BMJ 2016; 352 doi: https://doi.org/10.1136/bmj.i972 (Published 17 February 2016) Cite this as: BMJ 2016;352:i972
  1. Jacqui Wise
  1. London

Proton pump inhibitor use may be associated with an increased risk of dementia, a German prospective cohort study published in JAMA Neurology shows.1 These are widely used for treating gastrointestinal disease, and their use has increased among older patients.

The researchers used observational data covering 2004-11 obtained from the largest German statutory health insurer, Allgemeine Ortskrankenkasse. The insurer covers one third of the German population and half of its elderly people. A total of 73 679 participants who were over 75 and free of dementia at baseline were included in the study.

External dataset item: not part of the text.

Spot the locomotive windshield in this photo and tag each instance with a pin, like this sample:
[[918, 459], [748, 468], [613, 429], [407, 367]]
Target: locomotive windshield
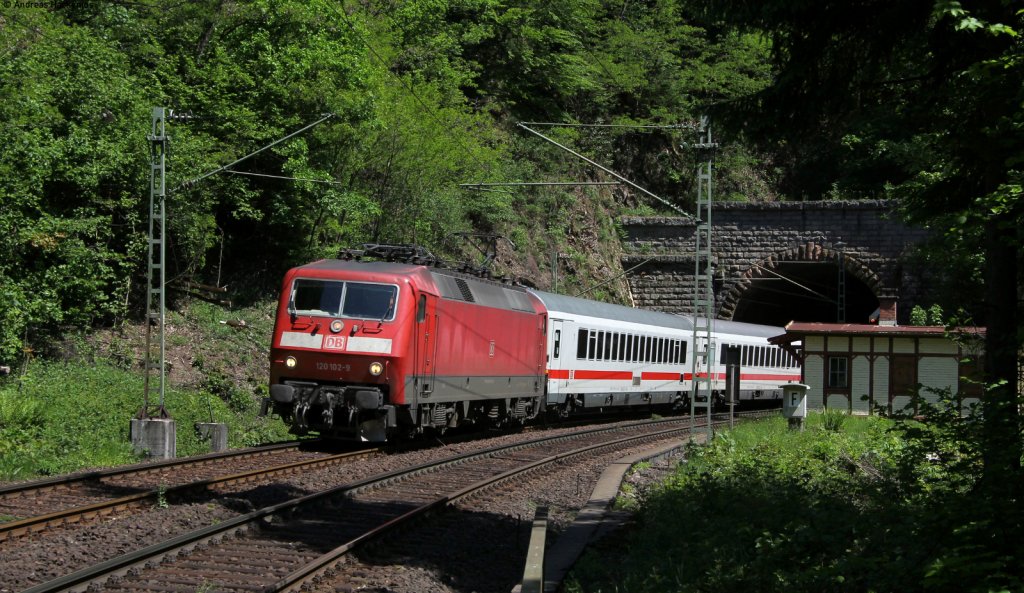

The researchers identified 29 510 people who developed dementia in the study period. The 2950 patients receiving regular proton pump treatment had a significantly higher risk of incident dementia than the 70 729 patients not receiving the drugs (hazard ratio 1.44 (95% confidence interval 1.36 to 1.52); P<0.001). The mean age of those using proton pump inhibitors was 83.8 years, and 77.9% of these were female. The mean age of those not using them was 83, and 73.6 were female.

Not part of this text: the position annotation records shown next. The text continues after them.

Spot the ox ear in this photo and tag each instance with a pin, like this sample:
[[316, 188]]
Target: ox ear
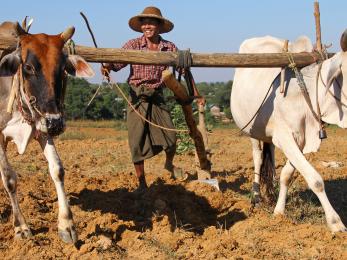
[[9, 64], [77, 66]]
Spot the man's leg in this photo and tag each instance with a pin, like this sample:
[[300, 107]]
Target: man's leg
[[176, 172], [140, 173]]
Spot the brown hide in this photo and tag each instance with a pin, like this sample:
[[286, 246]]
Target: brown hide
[[48, 50]]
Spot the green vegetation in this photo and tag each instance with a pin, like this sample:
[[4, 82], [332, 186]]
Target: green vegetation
[[107, 109]]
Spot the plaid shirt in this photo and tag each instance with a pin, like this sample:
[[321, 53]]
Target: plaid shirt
[[149, 75]]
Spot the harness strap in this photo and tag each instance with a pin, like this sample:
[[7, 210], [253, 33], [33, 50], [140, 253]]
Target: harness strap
[[303, 88]]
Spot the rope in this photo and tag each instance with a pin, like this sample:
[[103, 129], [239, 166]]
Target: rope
[[71, 47], [303, 88], [111, 84]]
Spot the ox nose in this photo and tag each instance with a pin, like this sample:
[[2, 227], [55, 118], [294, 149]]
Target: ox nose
[[55, 125]]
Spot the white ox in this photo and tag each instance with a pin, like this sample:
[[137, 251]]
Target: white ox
[[284, 119]]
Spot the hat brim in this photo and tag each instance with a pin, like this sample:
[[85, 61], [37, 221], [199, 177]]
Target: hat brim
[[135, 23]]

A subgroup analysis of the three most often used proton pump inhibitors (omeprazole, pantoprazole, and esomeprazole) showed similar effect sizes, including a slightly more pronounced risk of dementia with esomeprazole.

The researchers adjusted their analysis by including several potential confounding factors such as age, sex, comorbidities, and polypharmacy, but they could not adjust for ApoE4 allele carrier status or for lower educational level. They were also unable to differentiate between forms of dementia.

The study concluded, “The present study can only provide a statistical association between PPI [proton pump inhibitor] use and risk of dementia. The possible underlying causal biological mechanism has to be explored in future studies.

“To evaluate and establish direct cause and effect relationships between PPI use and incident dementia in the elderly, randomized, prospective clinical trials are needed.”